第百四章 成り行きダンジョンアタック 19.チュートリアル~ラストステージ~(その6)
難敵かと思われたキノコ人間を――運営の想定外の方法で――あっさりとクリアーした一行であったが、その行く手を阻まんものと待ち構えていたのは、
「……今度はリザードマンか」
「エネミーとしては本格派っぽいですよね」
偵察として先行していたモックが戻って来て告げたのは、この先に布陣して待ち構えているというリザードマンの情報であった。
「武器は片手剣、防具は革鎧と小さな盾かぁ……」
モックの仔細な報告から、〝小さな盾〟というものが実は、「バックラー」と呼ばれるラウンドシールドであると判明する。
「なら、その盾はただの防具と考えない方が良いな。バックラーなら確か、相手を殴るという使い方もできた筈だ」
「盾の縁で剣を引っ掛けるようにして、体勢を崩したりもできそうですね」
なぜか玄人はだしの武器通の二人――片や鍛冶職、片や転職前の冒険者――が、モックの報告から的確に敵の闘い方を推測してみせる。その内容に、
「それって……実質的な二刀流なんじゃ……」
新弟子たちは頬が引き攣るのを止められない。
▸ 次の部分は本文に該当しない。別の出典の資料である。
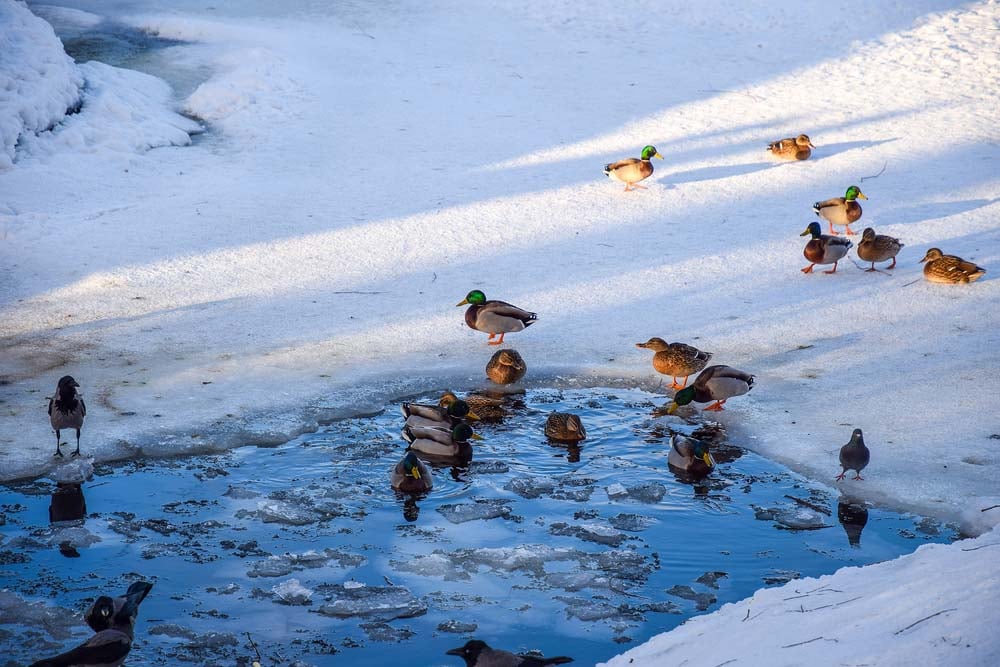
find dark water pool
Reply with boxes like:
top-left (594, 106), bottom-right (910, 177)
top-left (0, 389), bottom-right (957, 667)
なのにテムジンの答は、
「あぁ、そう考えておいた方が無難だろう」
――と、無情を極めたものであった。
「大丈夫、これはチュートリアルなんだから、そこまで厄介な敵じゃない筈ですって」
励ましているつもりなのか、シュウイは言ってくれるが、彼の隔絶した戦闘能力を目にした身としては、気休めとしか思えない。ただし、シュウイの台詞には具体的なアドバイスが続いていた。
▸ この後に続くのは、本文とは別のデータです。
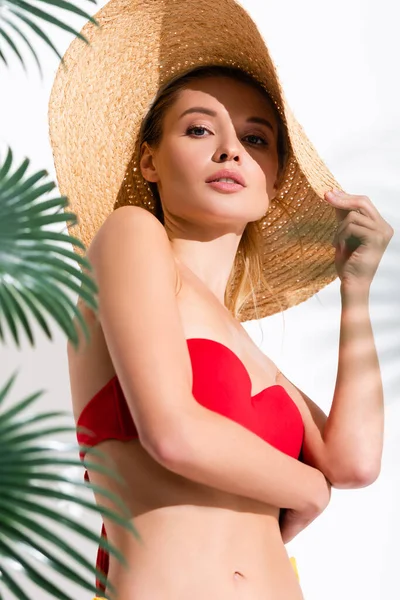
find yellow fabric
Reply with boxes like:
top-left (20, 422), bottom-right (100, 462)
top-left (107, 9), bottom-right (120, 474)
top-left (93, 556), bottom-right (300, 600)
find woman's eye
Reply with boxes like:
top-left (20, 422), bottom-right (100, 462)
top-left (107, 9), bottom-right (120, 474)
top-left (186, 125), bottom-right (208, 137)
top-left (246, 134), bottom-right (268, 146)
top-left (186, 125), bottom-right (268, 146)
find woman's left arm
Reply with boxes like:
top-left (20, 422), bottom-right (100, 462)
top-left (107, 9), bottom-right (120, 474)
top-left (280, 193), bottom-right (394, 544)
top-left (318, 192), bottom-right (393, 488)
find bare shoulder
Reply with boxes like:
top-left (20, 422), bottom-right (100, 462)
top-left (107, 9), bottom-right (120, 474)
top-left (77, 206), bottom-right (194, 454)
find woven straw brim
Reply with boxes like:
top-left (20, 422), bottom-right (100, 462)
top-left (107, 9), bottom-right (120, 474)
top-left (49, 0), bottom-right (341, 321)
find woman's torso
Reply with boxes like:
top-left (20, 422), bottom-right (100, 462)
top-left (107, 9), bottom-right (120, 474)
top-left (69, 255), bottom-right (303, 600)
「小さいとは言っても片手に盾を持っている以上、敵の攻撃はほぼ片手剣に限定されます。バックラーによるシールドバッシュは、至近距離でしか使えませんから。そこに注意してやって、お二人が協力すれば大丈夫ですよ……多分」
最後の一言が安心を損ねているが、他に方法がある訳でもない。ここまで来た以上は諦めて、肚を括るしかないだろう。
「……それはいいんですけど、師匠……」
「勝算はあるんですか?」
訊ねられたテムジンはシュウイと目を見合わせるが、
「相手がこちらの存在を知って待ち構えているという事は、向こうには充分な用意があるという事だ。恐らくはトラップなども用意してあるんだろうな」
「つまり、敵は正面からの殴り合いを望んでいるという事です。だったら、僕らがそれに付き合ってやる理由はありませんよ」
「まぁ、向こうにもアサシンやアーチャー、マジシャンなどがいるかもしれんがな」
「だからモックたちは、姿を隠して戦況を見張っていて」
「「「はい!」」」
力強い三人の返事が揃ったところで、
「さぁ、我々も行くぞ」
「覚悟を決めて下さいね♪」
「「うへぇ~い……」」
新弟子たちのあまり力強くとは言えない返事も揃ったのであった。